Eine junge Frau sitzt auf grünem Rasen. Auf ihren verschränkten Beinen hat sie ein offenes Buch und ein Notizheft abgelegt. In das Buch schreibt sie mit einem Kugelschreiber. Die Frau hat braune Haare und trägt ein sommerliches Shirt sowie eine kurze Hose. Wir sehen ihr schräg über die Schulter.

Farmaberg von Helena Väisänen

Einsame finnische Landschaften, ein toter Mediziner im Eisbecken, Flüchtlingsdramatik und ein düsterer Pharmakonzern: Eigentlich alle Zutaten, die ein vielversprechender Kriminalroman braucht. Doch irgendwie geht es nicht voran in Lappenranta und den mysteriösen Vorfällen um Farmaberg.

Es ist die Geburtsstunde einer neuen Kriminalkommissarin aus Skandinavien: Saara Joho heißt die Protagonistin, die Autorin Helena Väisänen in ihrem Erstlingswerk präsentiert.

Ihre Aufgabe ist es, dem Tod des Mediziners Jarkko Karhu auf den Grund zu gehen, der ein Forschungsprojekt im Pharmakonzern Farmaberg leitet. Ein neues Krebsmittel soll erforscht und getestet werden. Solche Tests sind teuer und nicht risikofrei — ein Zufall, dass Farmaberg sich an der finanziellen Hilfe des örtlichen Flüchtlingszentrums so rege beteiligt? Als ans Licht kommt, dass Karhu nicht der erste Tote im Umfeld der Farmaberg ist, sieht auch Saara langsam die Zusammenhänge. Und plötzlich steckt die Ermittlerin mit der sinnlichen Überempfindlichkeit auch persönlich tief in den Machenschaften der Pharmaindustrie: Ein Einbruch in ihrer Wohnung, verschwundene journalistische Recherchen ihres verstorbenen Lebenspartners, eine denkwürdige neue Flamme, die sie bei einem Trinkgelage aufgabelt, und auch ihr neuer Nachbar Ville scheint kein unbeschriebenes Blatt zu sein.

So undurchdringlich das Chaos um Saara und ihr Ermittlungsteam erscheinen mag, am Ende ist alles plötzlich ganz einfach.

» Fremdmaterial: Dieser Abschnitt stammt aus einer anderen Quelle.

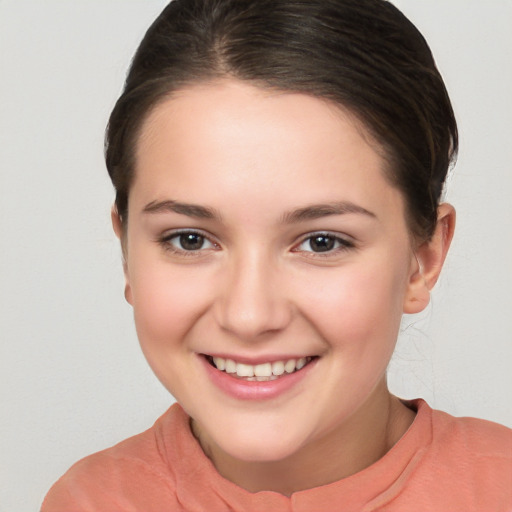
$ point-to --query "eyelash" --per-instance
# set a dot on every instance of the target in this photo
(339, 244)
(166, 242)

Zu einfach.

Die finnische Ermittlerin mit schweizerischen Wurzeln ist gebeutelt von Schicksalsschlägen, harten Beziehungen, Alkoholmissbraucn. Tatsachen, die Romanfiguren so menschlich machen, bei Saara jedoch kaum Sympathie oder Mitgefühl entstehen lassen. Das Gefühl für Saara, aber auch für die anderen Figuren bleibt größtenteils aus. Ein sanftes Kratzen an der Oberfläche, doch Autorin Väisänen kommt ihnen nicht ganz auf den Grund. Da hilft leider auch kein ausgeprägter Geruchssinn, der sogar Unsicherheit erschnuppern kann.

Gibt Momente, in denen man als Leser*in den Eindruck hat, Saaras Denken und Handeln nachvollziehen zu können, so verschwindet diese Gewissheit spätestens im finalen Showdown, der den gesunden Menschenverstand der Ermittlerin ernsthaft in Frage stellt.

Väisänen verschenkt das Potenzial eines guten Plots an einigen Stellen, weil die Geschichte den Leser*innen davon rast. Keine Zeit, um Luft zu holen, keine Zeit für Atmosphäre, keine Zeit für Ruhe in den Szenen. So angenehm Schnelligkeit in Kriminalromanen auch sein mag, das Tempo zu drosseln, Absätze für Dialoge und Reflexionen einzubauen, das kann manchmal Wunder wirken. Das Handwerkszeug besitzt Väisänen dafür allemal.

Ihr Gespür für menschliche Abgründe, ausgeklügelte Verbrechen, Gier, Rücksichtslosigkeit und Machtstreben ist eine explosive Mischung, die für zukünftige Werke durchaus jede Menge Schreibstoff liefert.

Fazit: 1 von 5 Sternen 2 von 5 Sternen 3 von 5 Sternen 1 2

Trotz seiner Schwächen ist Farmaberg als Erstlingswerk kurzweilige Unterhaltung mit klarer Sprache, die die skandinavische Kultur vermittelt und einen Einblick in die Literatur Finnlands gewährt. Das Finale deutet ein baldiges Wiedersehen mit Saara Joho an — Luft nach oben bleibt da jedenfalls genug.

Bleibt zu hoffen, dass Saara Joho nicht das Schicksal der vielen gesichtslosen Ermittlerinnen teilen wird, die schnell wieder in der Schublade verschwinden.